What is a SaaS Payment Vault?

A SaaS payment vault is essentially a cloud storage system where tokenized payment card data is captured, encrypted, and managed. A token, a non-sensitive reference, is stored in your system while the vault keeps the real Primary Account Number (PAN) in a highly secure, controlled, and audited environment.

This is relevant due to the ongoing association of card data with risk factors. The PCI DSS scope will include all systems that come into contact with a raw PAN. Exclusive data storage in the vault relates to the level of compliance needed and may correlate with the incidence of security breaches.

Forse l'aspetto più importante di un vault di pagamento neutrale è la portabilità dei dati della carta, il che significa che una volta tokenizzate le credenziali della carta, è possibile passare la tokenizzazione da un processore di pagamento all'altro senza chiedere ai clienti di reinserire i dettagli della loro carta. Senza un vault, i token sono tipicamente validi e di proprietà di un singolo fornitore di servizi di pagamento (PSP). La validità dei token attuali è collegata al processore; pertanto, un cambiamento potrebbe avere un impatto sulla ri-registrazione del cliente. Questa dipendenza, il "lock-in" del processore, può dare al tuo PSP esistente un vantaggio durante le negoziazioni.

A neutral vault prevents such dependency. Regardless of the processor selected for transactions, the tokens will consistently unlock the same underlying PAN, potentially allowing for consideration of factors such as cost, approval rate, or location.

There are four main vault architectures, each with different trade-offs:

•       PSP-Owned Vault — The processor manages the vault. Easy to set up, but creates lock-in; portability is limited or non-existent.
•       Neutral / Network Vault — An independent third party stores PANs and issues processor-agnostic tokens. The features include portability and are implemented by enterprise merchants and subscription services.
•       Vault-As-A-Service (VSaaS) — A SaaS model where a specialist vendor provides the vault as a standalone API layer. Flexible integration can be implemented concurrently with multi-processor routing.
•       On-Premises Vault — The merchant maintains its own vault infrastructure, offering complete control but necessitating considerable PCI investment and continuous operational expenses.

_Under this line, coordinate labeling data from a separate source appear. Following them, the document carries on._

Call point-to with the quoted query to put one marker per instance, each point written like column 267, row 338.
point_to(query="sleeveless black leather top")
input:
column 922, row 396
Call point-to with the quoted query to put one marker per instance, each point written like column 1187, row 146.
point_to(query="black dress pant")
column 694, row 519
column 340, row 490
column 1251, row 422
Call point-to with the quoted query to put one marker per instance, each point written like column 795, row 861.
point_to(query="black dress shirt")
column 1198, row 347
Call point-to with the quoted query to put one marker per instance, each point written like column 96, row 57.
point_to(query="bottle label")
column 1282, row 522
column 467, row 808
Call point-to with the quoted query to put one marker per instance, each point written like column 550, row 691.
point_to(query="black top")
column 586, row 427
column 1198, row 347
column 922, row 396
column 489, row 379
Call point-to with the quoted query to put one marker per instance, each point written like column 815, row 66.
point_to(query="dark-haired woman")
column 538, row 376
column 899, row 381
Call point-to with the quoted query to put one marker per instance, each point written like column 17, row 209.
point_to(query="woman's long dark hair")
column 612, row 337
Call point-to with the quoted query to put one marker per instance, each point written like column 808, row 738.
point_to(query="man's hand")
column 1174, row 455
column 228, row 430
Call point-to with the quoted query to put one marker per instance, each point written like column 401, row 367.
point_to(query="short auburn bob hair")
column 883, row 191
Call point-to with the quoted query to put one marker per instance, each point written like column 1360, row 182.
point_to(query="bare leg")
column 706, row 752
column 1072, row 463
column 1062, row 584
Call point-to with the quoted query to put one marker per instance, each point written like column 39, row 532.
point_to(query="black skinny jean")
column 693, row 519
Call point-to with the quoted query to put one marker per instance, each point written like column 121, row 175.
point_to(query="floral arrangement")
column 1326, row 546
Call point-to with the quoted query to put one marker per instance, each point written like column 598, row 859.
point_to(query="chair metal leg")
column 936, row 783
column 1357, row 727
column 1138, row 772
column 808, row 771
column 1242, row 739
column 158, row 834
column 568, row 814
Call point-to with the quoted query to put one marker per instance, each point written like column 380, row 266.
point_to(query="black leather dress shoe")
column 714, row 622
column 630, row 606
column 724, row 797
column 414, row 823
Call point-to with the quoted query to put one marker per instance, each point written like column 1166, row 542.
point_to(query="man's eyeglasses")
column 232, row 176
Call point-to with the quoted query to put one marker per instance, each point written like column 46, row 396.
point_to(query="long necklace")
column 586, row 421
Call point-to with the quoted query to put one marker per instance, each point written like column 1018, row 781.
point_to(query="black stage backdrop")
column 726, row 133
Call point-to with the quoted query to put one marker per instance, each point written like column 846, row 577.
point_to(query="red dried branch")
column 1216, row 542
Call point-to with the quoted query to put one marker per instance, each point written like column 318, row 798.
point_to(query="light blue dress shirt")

VSaaS, or a neutral vault, may represent one possible approach for many SaaS businesses, potentially impacting the equilibrium between control and compliance efficiency.

Once you vault the cardholder data, you never release it to application servers, databases, or logs, etc. This normally results in an 80–90% reduction in PCI scope. Instead of a full Level 1 on-site audit that covers many systems, a vaulted merchant may be eligible for a simpler SAQ A or SAQ A-EP assessment that only covers the tokenization touchpoints.

In the compliance sector, vault companies often undertake demanding tasks, including maintaining a secure environment, undergoing PCI DSS audits, and supplying compliance documentation. Their compliance posture can serve as a foundation and affect the resources required for establishing your own.

It’s​‍​‌‍​‍‌​‍​‌‍​‍‌ most effective to have a vault sitting at the very center of your recurring payments stack:

•       Billing System — A billing engine submits the charging request using a token. The vault develops the token into a PAN and only then gives it to the processor. The billing system is designed to avoid direct access to card data.
•       Account Updater — Card networks (Visa, Mastercard) employ Account Updater services that supply the new card numbers and expiry dates when cards are reissued. A well-integrated vault can renew tokens with updated credentials, impacting customer churn (related to involuntary factors).

The integration of these features establishes a system where tokens are processed, charges are executed, and card information is updated automatically.

Some questions to consider:

•       Is there a correlation between customer churn and involuntary events such as card expiration or reissuance in your current business operations?
•       Utilizing a single processor could present considerations for rate negotiation or flow redirection?
•       As you add systems that handle card data, is your PCI compliance scope increasing?

In such cases, utilizing a vault could have an impact on ROI, detailed as follows:

•       Reducing PCI Scope — When fewer systems are in scope for PCI, it results in less audit expenditure, among other benefits, fewer remediation cycles, and confined breach liability.
•       Approval Rate — Employing Aggiornamento Account and considering retry logic typically has an authorization rate increase (of approximately 2–5 percentage points), a difference that can be relevant at scale.
•       Processor Portability — Changing terms with the current processore or directing certain BINs to card networks that offer higher approval rates is desirable.
•       Lowering Churn – Timely credential changes can reduce “card declined” errors, potentially affecting subscription cancellation tassi.
•       Market Expansion — Espansione del mercato associated with connecting the vault to multiple processors, perhaps enabling the addition of local acquirers without a full payment stack redesign.